Quattro diversi cortei sono partiti da diversi punti della città portando gli studenti medi e universitari al concentramento nella piazza principale alle 9.30: le presenze erano di diverse migliaia. Dietro lo striscione “No all’imperialismo, no alla dittatura” ha marciato lo spezzone dei GC pavesi con slogan e volantini che rivendicavano:

- FUORI GLI IMPERIALISTI DAL MEDIO ORIENTE!

- DIMISSIONI DEL GOVERNO GUERRAFONDAIO!

- BLOCCO E CHIUSURA DELLE BASI USA E NATO, ROTTURA DEI TRATTATI!

- SCIOPERO GENERALE INTERNAZIONALE CONTRO LA GUERRA!

- OCCUPAZIONE DI SCUOLE E UNIVERSITA’ FINO ALLA CADUTA DI BERLUSCONI!

 Al termine del corteo unitario, partecipatissime assemblee degli studenti medi e degli universitari hanno votato l’autogestione di tutte le scuole e l’occupazione dell’Aula Magna sotterranea dell’ateneo.
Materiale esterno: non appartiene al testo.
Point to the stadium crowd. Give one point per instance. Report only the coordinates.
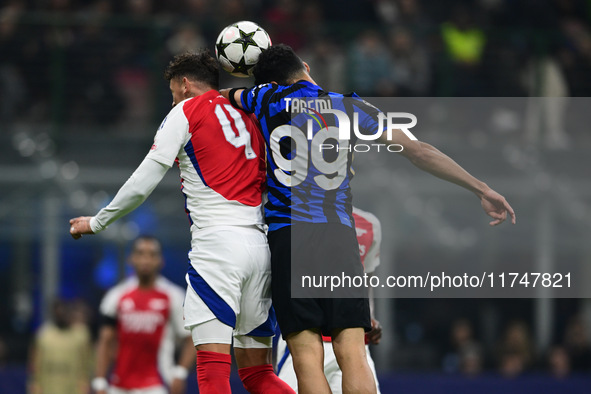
(106, 52)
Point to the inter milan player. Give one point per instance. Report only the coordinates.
(310, 219)
(220, 154)
(369, 237)
(143, 319)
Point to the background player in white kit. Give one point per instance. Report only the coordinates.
(369, 236)
(221, 157)
(142, 322)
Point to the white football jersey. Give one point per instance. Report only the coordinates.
(221, 157)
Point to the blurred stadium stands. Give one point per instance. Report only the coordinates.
(81, 95)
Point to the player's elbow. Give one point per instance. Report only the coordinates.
(415, 152)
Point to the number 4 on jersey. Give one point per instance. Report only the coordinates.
(243, 137)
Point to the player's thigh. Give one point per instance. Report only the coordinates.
(256, 317)
(333, 373)
(220, 265)
(285, 369)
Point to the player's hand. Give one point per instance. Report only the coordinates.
(496, 207)
(80, 226)
(375, 335)
(177, 386)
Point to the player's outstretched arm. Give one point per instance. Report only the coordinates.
(430, 159)
(131, 195)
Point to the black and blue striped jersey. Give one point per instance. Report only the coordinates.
(307, 181)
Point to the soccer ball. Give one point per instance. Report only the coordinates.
(239, 45)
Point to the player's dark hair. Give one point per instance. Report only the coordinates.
(145, 237)
(199, 67)
(278, 63)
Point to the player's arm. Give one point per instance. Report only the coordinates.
(131, 195)
(105, 353)
(430, 159)
(170, 139)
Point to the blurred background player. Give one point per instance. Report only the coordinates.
(61, 355)
(220, 154)
(369, 236)
(142, 322)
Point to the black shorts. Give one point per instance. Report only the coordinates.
(312, 245)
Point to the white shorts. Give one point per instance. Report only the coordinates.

Numerosi interventi hanno sottolineato la necessità di collegare le lotte studentesche fra di loro e con le mobilitazioni dei lavoratori, a partire dalla partecipazione, il pomeriggio stesso, al presidio sindacale nella piazza principale della città.

Nel pomeriggio riprende la discussione su questioni più organizzative e si aprono le prime fratture politiche.

Fondamentalmente le differenze principali erano fra chi, in prima fila le varie associazioni pacifiste e di volontariato (come la tanto celebrata Emergency), voleva evitare la politica (secondo alcuni era meglio evitare anche la stessa occupazione), privilegiando “il dialogo” (ma con chi?), e chi riteneva invece irrinunciabile passare da un’opposizione morale e testimoniale alla guerra all’apertura di una lotta anche radicale che individuasse la politica come suo terreno e il nostro stesso governo come suo primo nemico. Inutile chiarire da che parte stavamo noi. Piuttosto oscillante è parsa invece la posizione di Sinistra Giovanile e dell’UdU, che sembravano in particolare preoccupati dalla prospettiva di un’occupazione.

Dopo una notte d’occupazione, il rettorato concede l’aula per tutta la settimana successiva dalle 8 alle 24; stiamo parlando di un rettore-sbirro che ancora pochi mesi fa aveva rifiutato un’aula addirittura alla Cgil.

Scrivo oggi al quinto giorno di assemblea permanente contro la guerra, che si è articolata in diversi gruppi di lavoro.

La mobilitazione ha ancora diversi limiti: non ha coinvolto la maggioranza degli studenti che restano legati alla routine delle lezioni e degli esami nonostante la guerra in corso, soprattutto l’ala moderata del movimento sembra avere una vera e propria mania per gli “esperti” accademici col risultato che alcune assemblee sembrano più che altro delle lezioni.

Compito nostro sarà “spiegare pazientemente”, che in questa guerra l’imperialismo può ancora perdere più di quanto sperava di guadagnare e che il nostro primo compito qui in Italia è, al fianco del movimento operaio, far cadere questo governo guerrafondaio.